His unusually vocal stance on social media – and the many accounts that cheer him on – have suggested that there might be a presidential run in the making in future. The law bars serving military officers from engaging in partisan political contests.
Yesterday’s announcement led to raised eyebrows partly because of the difficulty and bureaucracy of resigning military commissions.
The UPDF Act establishes a Commissions Board in charge of retiring military officials. It is chaired by the UPDF Chief of Defence Forces (CDF) and includes the deputy CDF, all service commanders and the Joint Chief of Staff.
It is also a requirement that the Commander-in-Chief must authorise the retirement of officers at the rank of brigadier and higher.
Many senior officers, especially those seen as vocal or likely to have political ambitions, have often had to wait for many years before being allowed to resign their commissions.
Gen David Sejusa, a member of the historical UPDF High Command, says these rules are akin to holding military officers ‘hostage.’
In February 2022, the Court of Appeal overturned a High Court decision by Justice Margaret Oguli Oumo who had postulated that Gen Sejusa was entitled to constructive discharge because he had ceased to be a serving officer in the army after his salary, allowances and other benefits were withdrawn.
Shortly after the judgment, Sejusa said he would not appeal the decision at the Supreme Court.

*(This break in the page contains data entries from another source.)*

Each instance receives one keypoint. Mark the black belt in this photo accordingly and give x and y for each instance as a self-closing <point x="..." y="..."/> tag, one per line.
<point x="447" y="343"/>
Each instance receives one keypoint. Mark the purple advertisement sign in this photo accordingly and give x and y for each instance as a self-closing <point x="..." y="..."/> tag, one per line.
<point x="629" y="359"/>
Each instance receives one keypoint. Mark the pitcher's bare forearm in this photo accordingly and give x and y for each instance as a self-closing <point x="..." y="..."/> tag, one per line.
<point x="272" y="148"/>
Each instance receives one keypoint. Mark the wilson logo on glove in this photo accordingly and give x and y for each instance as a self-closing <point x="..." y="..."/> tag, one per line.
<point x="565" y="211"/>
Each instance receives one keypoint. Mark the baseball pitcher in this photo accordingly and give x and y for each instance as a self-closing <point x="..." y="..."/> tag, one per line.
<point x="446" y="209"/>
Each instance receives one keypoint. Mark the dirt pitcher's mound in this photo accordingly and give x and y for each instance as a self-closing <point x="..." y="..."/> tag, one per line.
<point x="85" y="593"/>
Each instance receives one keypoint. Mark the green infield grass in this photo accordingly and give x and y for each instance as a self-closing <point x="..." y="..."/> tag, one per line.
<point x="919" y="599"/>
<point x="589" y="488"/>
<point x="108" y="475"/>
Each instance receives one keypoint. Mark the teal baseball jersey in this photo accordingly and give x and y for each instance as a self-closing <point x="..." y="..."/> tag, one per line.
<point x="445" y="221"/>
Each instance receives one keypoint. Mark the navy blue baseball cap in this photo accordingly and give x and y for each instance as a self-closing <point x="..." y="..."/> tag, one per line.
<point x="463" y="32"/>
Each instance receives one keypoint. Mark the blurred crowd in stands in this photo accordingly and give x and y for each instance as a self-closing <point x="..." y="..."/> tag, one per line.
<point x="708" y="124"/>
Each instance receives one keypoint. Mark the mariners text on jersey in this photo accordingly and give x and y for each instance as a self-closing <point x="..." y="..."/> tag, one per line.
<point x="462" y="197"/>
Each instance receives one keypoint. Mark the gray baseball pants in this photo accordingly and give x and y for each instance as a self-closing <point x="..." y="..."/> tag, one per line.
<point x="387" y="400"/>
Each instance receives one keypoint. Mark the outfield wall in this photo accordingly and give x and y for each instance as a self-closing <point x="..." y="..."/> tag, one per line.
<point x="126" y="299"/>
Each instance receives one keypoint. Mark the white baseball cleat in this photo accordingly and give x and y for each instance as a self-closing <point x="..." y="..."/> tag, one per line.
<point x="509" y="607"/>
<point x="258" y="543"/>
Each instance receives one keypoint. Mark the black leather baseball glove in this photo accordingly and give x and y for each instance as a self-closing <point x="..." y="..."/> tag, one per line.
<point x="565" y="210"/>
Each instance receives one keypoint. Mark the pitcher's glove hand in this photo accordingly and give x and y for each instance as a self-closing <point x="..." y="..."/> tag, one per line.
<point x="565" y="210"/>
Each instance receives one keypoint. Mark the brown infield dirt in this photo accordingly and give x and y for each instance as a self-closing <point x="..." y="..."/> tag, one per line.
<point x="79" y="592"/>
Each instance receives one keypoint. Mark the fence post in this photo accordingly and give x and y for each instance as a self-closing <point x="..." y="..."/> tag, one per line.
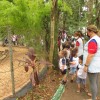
<point x="11" y="60"/>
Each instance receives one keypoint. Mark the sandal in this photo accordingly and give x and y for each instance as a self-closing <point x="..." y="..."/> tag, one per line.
<point x="78" y="91"/>
<point x="89" y="94"/>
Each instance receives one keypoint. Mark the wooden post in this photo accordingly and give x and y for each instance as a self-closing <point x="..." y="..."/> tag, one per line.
<point x="11" y="60"/>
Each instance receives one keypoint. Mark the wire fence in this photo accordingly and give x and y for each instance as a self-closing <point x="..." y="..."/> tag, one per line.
<point x="20" y="76"/>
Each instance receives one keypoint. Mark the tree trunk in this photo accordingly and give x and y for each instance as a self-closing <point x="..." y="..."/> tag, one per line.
<point x="97" y="13"/>
<point x="11" y="61"/>
<point x="53" y="15"/>
<point x="90" y="11"/>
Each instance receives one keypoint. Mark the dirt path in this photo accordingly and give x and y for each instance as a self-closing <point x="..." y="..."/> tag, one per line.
<point x="20" y="76"/>
<point x="71" y="94"/>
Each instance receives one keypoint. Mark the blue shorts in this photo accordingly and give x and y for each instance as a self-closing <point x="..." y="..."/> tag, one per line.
<point x="81" y="81"/>
<point x="72" y="70"/>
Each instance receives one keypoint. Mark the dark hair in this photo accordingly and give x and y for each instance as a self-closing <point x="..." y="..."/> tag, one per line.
<point x="67" y="46"/>
<point x="72" y="45"/>
<point x="73" y="52"/>
<point x="81" y="57"/>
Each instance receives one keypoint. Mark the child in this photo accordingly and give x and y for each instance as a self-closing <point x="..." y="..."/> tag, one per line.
<point x="73" y="64"/>
<point x="81" y="75"/>
<point x="62" y="65"/>
<point x="67" y="49"/>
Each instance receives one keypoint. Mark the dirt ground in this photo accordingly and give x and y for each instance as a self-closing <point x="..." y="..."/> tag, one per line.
<point x="20" y="76"/>
<point x="47" y="87"/>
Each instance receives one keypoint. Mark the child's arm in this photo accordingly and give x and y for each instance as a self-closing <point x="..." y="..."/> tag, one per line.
<point x="62" y="68"/>
<point x="72" y="62"/>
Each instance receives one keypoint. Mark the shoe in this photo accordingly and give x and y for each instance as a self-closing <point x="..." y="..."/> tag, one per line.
<point x="71" y="81"/>
<point x="63" y="82"/>
<point x="78" y="91"/>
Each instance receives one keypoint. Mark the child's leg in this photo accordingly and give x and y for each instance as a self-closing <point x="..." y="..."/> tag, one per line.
<point x="85" y="88"/>
<point x="78" y="86"/>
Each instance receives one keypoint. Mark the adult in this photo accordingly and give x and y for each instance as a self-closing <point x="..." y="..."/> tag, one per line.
<point x="91" y="59"/>
<point x="79" y="43"/>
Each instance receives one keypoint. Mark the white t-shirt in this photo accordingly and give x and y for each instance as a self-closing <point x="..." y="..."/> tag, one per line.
<point x="81" y="73"/>
<point x="76" y="60"/>
<point x="68" y="54"/>
<point x="61" y="63"/>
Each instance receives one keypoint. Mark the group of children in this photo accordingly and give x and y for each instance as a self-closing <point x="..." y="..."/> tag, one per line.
<point x="70" y="63"/>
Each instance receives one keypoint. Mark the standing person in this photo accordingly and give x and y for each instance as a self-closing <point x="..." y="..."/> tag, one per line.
<point x="62" y="65"/>
<point x="91" y="59"/>
<point x="73" y="64"/>
<point x="81" y="75"/>
<point x="79" y="43"/>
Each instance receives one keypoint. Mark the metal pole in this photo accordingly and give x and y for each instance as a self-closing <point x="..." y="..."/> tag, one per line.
<point x="11" y="61"/>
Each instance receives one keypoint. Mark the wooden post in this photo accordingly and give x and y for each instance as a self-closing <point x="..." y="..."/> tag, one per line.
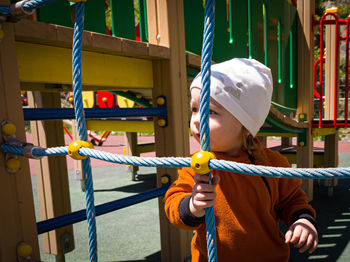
<point x="331" y="66"/>
<point x="131" y="150"/>
<point x="17" y="219"/>
<point x="331" y="84"/>
<point x="306" y="11"/>
<point x="166" y="28"/>
<point x="52" y="176"/>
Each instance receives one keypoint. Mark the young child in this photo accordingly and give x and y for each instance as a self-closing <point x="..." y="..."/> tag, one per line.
<point x="247" y="208"/>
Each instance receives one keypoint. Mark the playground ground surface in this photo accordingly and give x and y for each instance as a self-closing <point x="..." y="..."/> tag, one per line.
<point x="132" y="233"/>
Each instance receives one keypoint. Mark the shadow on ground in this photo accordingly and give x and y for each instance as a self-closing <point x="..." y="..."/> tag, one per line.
<point x="333" y="218"/>
<point x="144" y="182"/>
<point x="151" y="258"/>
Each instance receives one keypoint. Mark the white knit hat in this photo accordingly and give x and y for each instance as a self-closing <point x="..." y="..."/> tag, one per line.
<point x="244" y="88"/>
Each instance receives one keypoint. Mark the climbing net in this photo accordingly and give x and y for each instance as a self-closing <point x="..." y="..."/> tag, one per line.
<point x="201" y="162"/>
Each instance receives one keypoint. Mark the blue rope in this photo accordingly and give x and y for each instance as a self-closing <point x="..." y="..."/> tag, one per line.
<point x="34" y="4"/>
<point x="4" y="10"/>
<point x="81" y="126"/>
<point x="177" y="162"/>
<point x="204" y="116"/>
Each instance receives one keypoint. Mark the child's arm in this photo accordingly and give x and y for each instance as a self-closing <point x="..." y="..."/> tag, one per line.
<point x="178" y="198"/>
<point x="303" y="235"/>
<point x="203" y="194"/>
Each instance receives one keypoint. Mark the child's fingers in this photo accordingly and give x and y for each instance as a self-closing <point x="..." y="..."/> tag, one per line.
<point x="302" y="239"/>
<point x="202" y="187"/>
<point x="216" y="180"/>
<point x="197" y="203"/>
<point x="314" y="246"/>
<point x="204" y="196"/>
<point x="308" y="244"/>
<point x="296" y="235"/>
<point x="288" y="236"/>
<point x="200" y="178"/>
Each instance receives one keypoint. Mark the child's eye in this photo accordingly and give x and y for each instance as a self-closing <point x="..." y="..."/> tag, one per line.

Earlier, in 1996, Gen Sejusa announced he had resigned from the army citing harassment and intimidation after he accused the senior army leadership of being complicit in the delay to end the LRA insurgency in northern Uganda.
The Army High Command, the highest UPDF organ, rejected his resignation. He petitioned the Constitutional
Court which in 1997 allowed his resignation on the premise that he ceased being an army officer after he was appointed a senior presidential advisor in 1993. But the Supreme Court overturned the Constitutional Court judgement.

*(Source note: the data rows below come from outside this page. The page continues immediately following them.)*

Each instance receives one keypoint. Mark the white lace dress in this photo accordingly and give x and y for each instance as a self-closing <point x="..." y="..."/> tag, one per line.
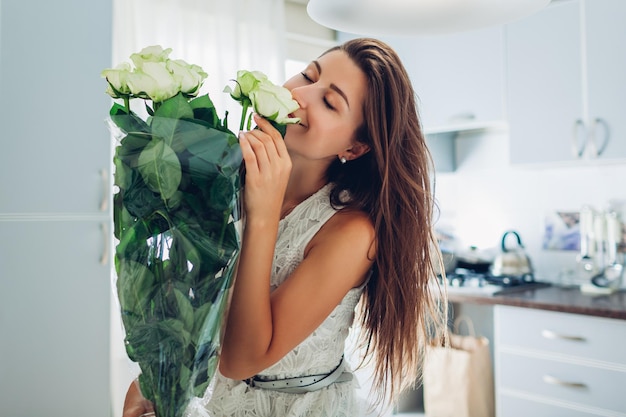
<point x="319" y="353"/>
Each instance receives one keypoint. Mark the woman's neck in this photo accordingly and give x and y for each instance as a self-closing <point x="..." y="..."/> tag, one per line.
<point x="302" y="184"/>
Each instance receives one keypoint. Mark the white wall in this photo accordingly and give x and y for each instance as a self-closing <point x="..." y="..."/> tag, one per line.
<point x="486" y="196"/>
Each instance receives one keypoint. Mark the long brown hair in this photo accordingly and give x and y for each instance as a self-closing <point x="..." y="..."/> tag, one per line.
<point x="392" y="183"/>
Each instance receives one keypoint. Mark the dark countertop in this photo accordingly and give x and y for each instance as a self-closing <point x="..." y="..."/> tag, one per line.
<point x="554" y="298"/>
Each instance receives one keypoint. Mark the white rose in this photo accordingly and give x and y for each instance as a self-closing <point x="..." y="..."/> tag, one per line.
<point x="274" y="103"/>
<point x="117" y="79"/>
<point x="245" y="83"/>
<point x="153" y="81"/>
<point x="189" y="76"/>
<point x="150" y="54"/>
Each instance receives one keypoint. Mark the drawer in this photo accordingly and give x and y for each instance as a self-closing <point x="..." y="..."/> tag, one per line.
<point x="511" y="406"/>
<point x="563" y="381"/>
<point x="560" y="333"/>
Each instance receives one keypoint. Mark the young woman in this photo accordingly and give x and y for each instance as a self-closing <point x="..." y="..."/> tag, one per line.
<point x="337" y="215"/>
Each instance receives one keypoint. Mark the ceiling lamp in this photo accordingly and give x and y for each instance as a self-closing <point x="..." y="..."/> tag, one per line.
<point x="415" y="17"/>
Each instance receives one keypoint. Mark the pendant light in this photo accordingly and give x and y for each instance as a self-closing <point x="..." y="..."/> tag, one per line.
<point x="417" y="17"/>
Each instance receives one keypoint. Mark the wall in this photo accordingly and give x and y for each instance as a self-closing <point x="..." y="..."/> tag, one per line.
<point x="486" y="196"/>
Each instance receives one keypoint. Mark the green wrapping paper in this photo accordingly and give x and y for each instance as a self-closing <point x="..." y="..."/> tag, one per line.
<point x="174" y="216"/>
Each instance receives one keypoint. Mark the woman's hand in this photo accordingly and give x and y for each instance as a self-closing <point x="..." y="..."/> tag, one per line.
<point x="268" y="166"/>
<point x="135" y="405"/>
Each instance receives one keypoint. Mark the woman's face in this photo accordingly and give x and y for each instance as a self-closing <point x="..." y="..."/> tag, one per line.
<point x="331" y="91"/>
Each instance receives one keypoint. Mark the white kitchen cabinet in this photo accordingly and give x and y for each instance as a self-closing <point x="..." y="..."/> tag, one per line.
<point x="458" y="78"/>
<point x="54" y="319"/>
<point x="558" y="364"/>
<point x="55" y="272"/>
<point x="566" y="82"/>
<point x="55" y="146"/>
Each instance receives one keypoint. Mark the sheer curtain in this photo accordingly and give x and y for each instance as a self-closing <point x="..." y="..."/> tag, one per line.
<point x="222" y="36"/>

Later he was reintegrated into the army and appointed Coordinator of Intelligence Services until 2013 when he again fell out with the regime.
A letter he authored asking former Director of Internal Security Organisation Brig Ronnie Balya to investigate information that there was a plot to assassinate top government officials against the “Muhoozi Project, an alleged underground scheme to groom Gen Kainerugaba to succeed his father as president, jolted the establishment.
Gen Sejusa fled to exile in London and returned in December 2014.
He applied to the army for retirement but his application was once again rejected.
In 2013, the army issued new retirement guidelines under the UPDF Conditions and Terms of Service where officers aged 50, at the ranks of major and below are allowed to voluntarily apply for retirement.
For instance, if at the age of 40 a captain is not promoted to the rank of major, the army must retire the officer.